La fusion mitochondriale joue un rôle essentiel dans l'homéostasie calcique mitochondriale, la bioénergétique, l'autophagie et le contrôle de qualité. La fusion est quantifiée dans des cellules vivantes par la photoconversion de la GFP photoactivable ciblant la matrice (mtPAGFP) dans un sous-ensemble de mitochondries. La vitesse à laquelle les molécules photoconverties s'équilibrent au sein de l'ensemble de la population mitochondriale est utilisée comme mesure de l'activité de fusion. Jusqu'à présent, les mesures étaient réalisées selon une approche de laps de temps sur une seule cellule, en quantifiant l'équilibration dans une cellule sur une heure. Ici, nous amplifions et automatisons une méthode précédemment publiée sur des cellules vivantes, basée sur l'utilisation de mtPAGFP et d'une faible concentration de TMRE (15 nm). Cette méthode consiste à photoactiver une petite portion du réseau mitochondrial, à acquérir toutes les 15 minutes pendant 1 heure des séries d'images en coupes confocales hautement résolues, puis à quantifier les variations d'intensité du signal. Selon plusieurs facteurs tels que la facilité de repérer les cellules exprimant PAGFP et l'intensité du signal dans les régions photoactivées, il est possible d'acquérir environ 10 cellules dans chaque intervalle de 15 minutes. Cela permet une amélioration significative de l'efficacité temporelle de ce dosage tout en conservant une quantification subcellulaire hautement résolue ainsi que les paramètres cinétiques nécessaires pour capturer les détails du comportement mitochondrial dans son environnement cytoarchitectural d'origine.

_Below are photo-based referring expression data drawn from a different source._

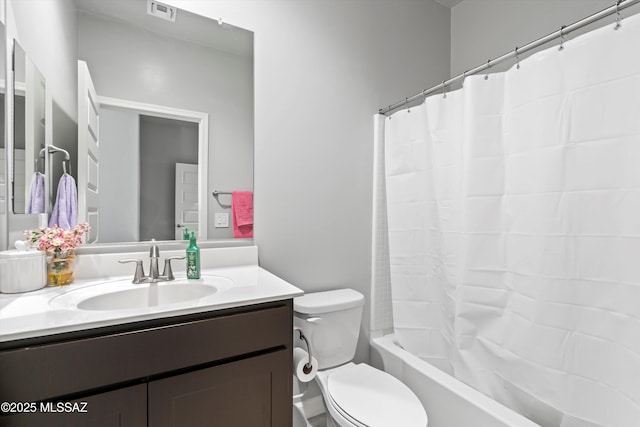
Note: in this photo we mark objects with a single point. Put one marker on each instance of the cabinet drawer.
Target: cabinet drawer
(252, 392)
(46, 371)
(125, 407)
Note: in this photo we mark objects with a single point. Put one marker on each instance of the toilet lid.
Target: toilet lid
(375, 398)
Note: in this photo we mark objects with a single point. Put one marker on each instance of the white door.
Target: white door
(88, 151)
(186, 214)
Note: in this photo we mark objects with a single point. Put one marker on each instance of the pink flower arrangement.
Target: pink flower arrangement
(57, 240)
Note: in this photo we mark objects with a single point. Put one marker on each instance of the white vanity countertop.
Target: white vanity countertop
(33, 314)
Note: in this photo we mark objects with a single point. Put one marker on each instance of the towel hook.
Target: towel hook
(618, 16)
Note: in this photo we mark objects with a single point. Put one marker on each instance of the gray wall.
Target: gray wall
(182, 75)
(163, 143)
(322, 69)
(482, 30)
(119, 184)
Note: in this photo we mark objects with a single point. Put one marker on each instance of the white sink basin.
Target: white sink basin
(147, 296)
(123, 295)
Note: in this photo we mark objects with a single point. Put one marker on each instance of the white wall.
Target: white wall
(322, 69)
(483, 30)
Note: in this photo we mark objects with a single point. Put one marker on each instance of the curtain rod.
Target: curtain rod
(563, 31)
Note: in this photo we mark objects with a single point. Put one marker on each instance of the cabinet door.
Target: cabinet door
(126, 407)
(251, 392)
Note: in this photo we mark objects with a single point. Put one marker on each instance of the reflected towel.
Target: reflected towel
(35, 204)
(242, 211)
(65, 211)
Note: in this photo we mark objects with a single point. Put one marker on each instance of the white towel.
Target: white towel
(65, 210)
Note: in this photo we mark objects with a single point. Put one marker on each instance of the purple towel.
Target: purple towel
(35, 204)
(65, 211)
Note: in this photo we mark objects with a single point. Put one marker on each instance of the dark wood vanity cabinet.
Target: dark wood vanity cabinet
(223, 368)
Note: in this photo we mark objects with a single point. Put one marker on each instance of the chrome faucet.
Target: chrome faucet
(154, 276)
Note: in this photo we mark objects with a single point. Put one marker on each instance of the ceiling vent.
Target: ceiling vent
(161, 10)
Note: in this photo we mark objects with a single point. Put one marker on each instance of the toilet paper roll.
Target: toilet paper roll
(300, 359)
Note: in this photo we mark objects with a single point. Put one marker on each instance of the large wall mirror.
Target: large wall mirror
(164, 114)
(29, 89)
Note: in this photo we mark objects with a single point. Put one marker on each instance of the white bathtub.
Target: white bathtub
(448, 401)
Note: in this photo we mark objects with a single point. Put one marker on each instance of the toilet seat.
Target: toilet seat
(368, 397)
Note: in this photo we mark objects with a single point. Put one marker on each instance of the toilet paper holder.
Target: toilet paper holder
(307, 367)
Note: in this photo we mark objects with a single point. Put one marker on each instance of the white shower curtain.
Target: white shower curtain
(514, 231)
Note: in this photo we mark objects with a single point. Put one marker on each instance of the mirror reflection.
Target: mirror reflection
(157, 84)
(2, 120)
(29, 134)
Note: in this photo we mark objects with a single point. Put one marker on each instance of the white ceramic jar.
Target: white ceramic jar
(22, 271)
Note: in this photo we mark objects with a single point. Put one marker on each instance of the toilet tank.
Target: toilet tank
(331, 322)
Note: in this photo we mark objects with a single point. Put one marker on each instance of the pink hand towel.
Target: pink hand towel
(242, 210)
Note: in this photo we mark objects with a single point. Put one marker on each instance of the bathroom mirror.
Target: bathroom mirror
(193, 65)
(3, 178)
(29, 130)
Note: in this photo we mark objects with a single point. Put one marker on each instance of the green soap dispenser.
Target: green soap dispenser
(193, 258)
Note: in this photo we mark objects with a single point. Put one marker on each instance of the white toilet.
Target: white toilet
(356, 395)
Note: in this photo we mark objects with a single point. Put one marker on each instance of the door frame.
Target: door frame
(202, 119)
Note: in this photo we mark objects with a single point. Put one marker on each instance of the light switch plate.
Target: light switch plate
(221, 220)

La dynamique mitochondriale joue un rôle dans de nombreux processus cellulaires, notamment la respiration, la régulation du calcium et l'apoptose1,2,3,13. La structure du réseau mitochondrial influence la fonction des mitochondries ainsi que leur interaction avec le reste de la cellule. Soumis à une division et une fusion constantes, les réseaux mitochondriaux adoptent des formes variées, allant de réseaux fortement fusionnés à des réseaux plus fragmentés. Fait intéressant, la maladie d'Alzheimer, la maladie de Parkinson, la maladie de Charcot-Marie-Tooth de type 2A et l'atrophie optique dominante ont été associées à une morphologie mitochondriale altérée, notamment à des réseaux fragmentés4,10,13. Souvent, après fragmentation, les mitochondries deviennent dépolarisées, et leur accumulation conduit à une altération de la fonction cellulaire18. La fission mitochondriale a été montrée comme un signal incitant la cellule à s'engager dans l'apoptose. Elle peut également fournir un mécanisme permettant de séparer les mitochondries dépolarisées et inactives afin de préserver la robustesse de l'ensemble du réseau14. La fusion mitochondriale, en revanche, permet le partage des protéines matricielles, des solutés, de l'ADN mitochondrial et du gradient électrochimique, et semble également empêcher la progression vers l'apoptose9. L'impact de la fission et de la fusion mitochondriales sur l'homéostasie cellulaire et, en fin de compte, sur le fonctionnement de l'organisme nécessite encore d'être mieux compris ; ainsi, le développement continu et l'optimisation des méthodes permettant de recueillir des informations sur ces phénomènes sont nécessaires.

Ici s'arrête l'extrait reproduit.